Of course, Egyptian and Greek coin designs borrow heavily from their ancient mythologies. Although in Egypt this trend did not take off until after World War II, Greek coin designers had begun to experiment a bit earlier by blending ancient narratives with modern politics. A favorite of many collectors is the 1910-11 1 Drachma (5g, .8350 Ag, .1342 ASW). This common two-year type features the bust of the aged King George on the obverse and a stylized depiction of Thetis, bearing the shield of Achilles, on the reverse. This odd pairing demands an explanation.
George was born into the royal Danish family in 1845. Looking to secure Great Britain as an ally, the Greek people courted the Danish prince (Denmark and Great Britain were strategic maritime partners) to be “King of the Hellenes,” a title that George accepted in 1863. In exchange for satisfying British demands (i.e., by not selecting a rival prince), the British transferred the Ionian Islands into Greek possession. Before his assassination in 1913, George’s 50-year reign experienced tremendous highs and miserable lows, with numerous territorial gains and losses, though his most enduring contribution may have been his instilling of confidence in the Greek people during these formative years of the constitutional monarchy.
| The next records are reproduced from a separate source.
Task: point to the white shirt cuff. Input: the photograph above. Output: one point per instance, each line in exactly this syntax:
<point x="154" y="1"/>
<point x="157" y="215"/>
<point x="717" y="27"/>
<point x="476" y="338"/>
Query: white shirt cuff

The 1910-11 Drachma’s reverse is one of the most beautiful of the early twentieth century, in part because of the rounded high points of the design. The choice to depict the myth of Thetis, goddess of the sea and heroine of Homer’s Iliad, is no coincidence. According to Paris Papamichos Chronakis, Lecturer of Modern Greek History at the University of Illinois at Chicago, “the scene depicted [on the coin] can be viewed as symbolic of national regeneration and an affirmation of the eventual triumph of Greece.” With their nationalist ambitions stifled in the 1897 war against the Ottoman Turks (remember, Troy, scene of the action in the Iliad, is located in Turkey), the Greeks rallied, symbolically, behind Achilles’s shield in their attempt to wrest the island of Crete from the Turks. Papamichos Chronakis also points out that the employment of ancient mythology—in this case the militaristic story of Thetis—is perfectly in line with the rebuilding of the army and the modernizing agenda following the Goudi Revolt of 1909.
Ancient symbols matter in Greece more than anywhere else. The wonderful Drachmas of 1910 and 1911 are but a small piece of this 3,000- year history. The governments under King George fully understood the importance of coinage in narrating and legitimizing their vision of the past and present.